Cichon's Diagram: Charting the Continuum's Fine Structure

The question of the continuum's size is just the beginning. The real line, as studied in analysis and topology, has a rich and complex combinatorial structure. This structure can be measured by a collection of numbers known as ​​cardinal characteristics of the continuum​​. These are cardinals, typically between $\aleph_1$ and $2^{\aleph_0}$, that quantify the "difficulty" of certain infinite tasks.
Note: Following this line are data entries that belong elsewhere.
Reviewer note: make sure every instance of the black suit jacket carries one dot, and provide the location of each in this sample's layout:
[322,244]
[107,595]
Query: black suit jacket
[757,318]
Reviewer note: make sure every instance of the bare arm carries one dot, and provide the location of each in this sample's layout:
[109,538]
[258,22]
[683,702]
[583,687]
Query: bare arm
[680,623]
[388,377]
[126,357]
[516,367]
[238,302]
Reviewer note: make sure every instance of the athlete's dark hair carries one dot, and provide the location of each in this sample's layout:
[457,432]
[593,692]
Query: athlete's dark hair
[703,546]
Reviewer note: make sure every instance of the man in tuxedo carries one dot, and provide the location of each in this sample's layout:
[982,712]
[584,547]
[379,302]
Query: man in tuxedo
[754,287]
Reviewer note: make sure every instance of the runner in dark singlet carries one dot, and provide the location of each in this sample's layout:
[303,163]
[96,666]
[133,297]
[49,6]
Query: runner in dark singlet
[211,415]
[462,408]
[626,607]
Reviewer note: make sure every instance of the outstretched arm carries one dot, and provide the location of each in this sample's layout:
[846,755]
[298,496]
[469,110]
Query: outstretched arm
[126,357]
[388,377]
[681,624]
For example, consider two such characteristics related to functions from $\omega$ to $\omega$:

• The ​​bounding number​​, $\mathfrak{b}$, is the smallest size of a family of functions that no single function can eventually dominate. It measures the difficulty of creating an "unpinnable" set of functions.
• The ​​dominating number​​, $\mathfrak{d}$, is the smallest size of a family of functions that eventually dominates every other function. It measures the difficulty of creating an "all-pinning" set.
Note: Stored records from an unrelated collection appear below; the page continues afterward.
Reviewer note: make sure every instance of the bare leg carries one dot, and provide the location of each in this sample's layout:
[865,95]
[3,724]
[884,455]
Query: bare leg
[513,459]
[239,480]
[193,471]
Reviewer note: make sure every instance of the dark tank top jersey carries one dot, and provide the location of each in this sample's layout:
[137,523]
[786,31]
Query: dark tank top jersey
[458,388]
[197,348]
In ZFC, one can prove $\mathfrak{b} \le \mathfrak{d}$. But are they equal? Forcing provides the answer: not necessarily! We can use specific forcing notions tailored to the task. For example, Hechler forcing is designed to add a single function that dominates all functions from the ground model. By iterating this forcing, we can construct a model where $\mathfrak{b} = \aleph_1$ but $\mathfrak{d} = \aleph_2$. We can also design forcings to manipulate other characteristics, such as the splitting number $\mathfrak{s}$ and the reaping number $\mathfrak{r}$, which relate to combinatorial properties of subsets of $\omega$. Forcing allows us to "pull apart" these characteristics, showing they correspond to genuinely distinct combinatorial notions and revealing an intricate landscape of possibilities for the structure of the real line, a landscape now famously mapped by Cichoń's diagram.
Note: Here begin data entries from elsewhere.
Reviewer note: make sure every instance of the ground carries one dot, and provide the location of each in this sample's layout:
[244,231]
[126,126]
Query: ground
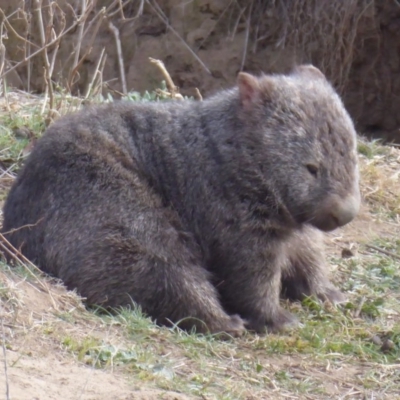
[54,348]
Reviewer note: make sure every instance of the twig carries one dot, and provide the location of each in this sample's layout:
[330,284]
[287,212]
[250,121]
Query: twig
[199,96]
[357,312]
[81,27]
[10,27]
[2,62]
[388,253]
[246,40]
[96,73]
[16,255]
[89,47]
[168,25]
[5,359]
[170,83]
[43,48]
[115,32]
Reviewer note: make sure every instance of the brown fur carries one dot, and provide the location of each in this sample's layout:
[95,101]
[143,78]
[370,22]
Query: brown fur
[196,211]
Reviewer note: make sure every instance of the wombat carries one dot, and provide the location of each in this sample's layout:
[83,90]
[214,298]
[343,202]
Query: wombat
[201,212]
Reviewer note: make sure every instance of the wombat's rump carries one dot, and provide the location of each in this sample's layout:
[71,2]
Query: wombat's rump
[202,213]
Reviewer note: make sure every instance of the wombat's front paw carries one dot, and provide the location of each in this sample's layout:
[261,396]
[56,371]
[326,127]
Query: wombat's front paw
[232,327]
[282,321]
[332,295]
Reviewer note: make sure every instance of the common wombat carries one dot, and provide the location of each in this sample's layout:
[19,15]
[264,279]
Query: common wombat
[196,211]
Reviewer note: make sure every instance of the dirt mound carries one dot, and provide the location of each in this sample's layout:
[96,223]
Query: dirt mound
[205,43]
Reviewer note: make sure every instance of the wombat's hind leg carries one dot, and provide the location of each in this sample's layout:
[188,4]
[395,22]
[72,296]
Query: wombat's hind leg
[306,272]
[159,272]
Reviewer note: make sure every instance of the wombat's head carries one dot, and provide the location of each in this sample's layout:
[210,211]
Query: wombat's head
[308,144]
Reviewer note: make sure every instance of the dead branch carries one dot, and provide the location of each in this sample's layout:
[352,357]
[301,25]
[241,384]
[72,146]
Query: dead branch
[174,93]
[121,65]
[163,18]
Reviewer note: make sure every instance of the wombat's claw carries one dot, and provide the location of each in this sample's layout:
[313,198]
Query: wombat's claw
[283,321]
[332,295]
[233,328]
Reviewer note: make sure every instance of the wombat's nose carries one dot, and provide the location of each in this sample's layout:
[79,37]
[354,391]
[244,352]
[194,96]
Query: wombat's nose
[336,212]
[346,210]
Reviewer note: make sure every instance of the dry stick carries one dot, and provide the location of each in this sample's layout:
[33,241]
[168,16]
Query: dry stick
[170,83]
[388,253]
[115,32]
[5,359]
[81,27]
[4,19]
[89,46]
[47,77]
[43,48]
[19,257]
[86,10]
[246,40]
[168,25]
[2,62]
[200,97]
[28,49]
[96,72]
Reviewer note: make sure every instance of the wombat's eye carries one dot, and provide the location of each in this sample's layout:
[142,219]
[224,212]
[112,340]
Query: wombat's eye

The development of forcing did not stop with Cohen. Modern set theorists have refined these techniques into an art form of incredible subtlety and power. One stunning example is the work of Saharon Shelah, who showed how to separate CH from another principle called the Diamond principle ($\Diamond_{\omega_1}$). The Diamond principle is a strong combinatorial statement that holds in Gödel's $L$ and implies CH. For a long time, it was thought to be inextricably linked to CH.

However, using a highly sophisticated technique called ​​revised countable support iteration​​ with forcings that are "countably closed" (and thus add no new reals), Shelah was able to construct a model of ZFC where CH holds but $\Diamond_{\omega_1}$ fails. This is akin to a master luthier tuning an instrument to produce a very specific, previously unheard chord. It demonstrates the almost surgical precision of modern forcing, allowing us to isolate and separate axioms that once seemed to be part of the same whole.

From its genesis as a tool to answer a single question, Cohen's forcing has blossomed into a rich and profound theory. It has transformed our view of mathematical truth from something static and absolute to something dynamic and relative. It gives us the power not just to observe the mathematical universe, but to take part in its creation, building new worlds that expand the horizons of what we know and what we can imagine.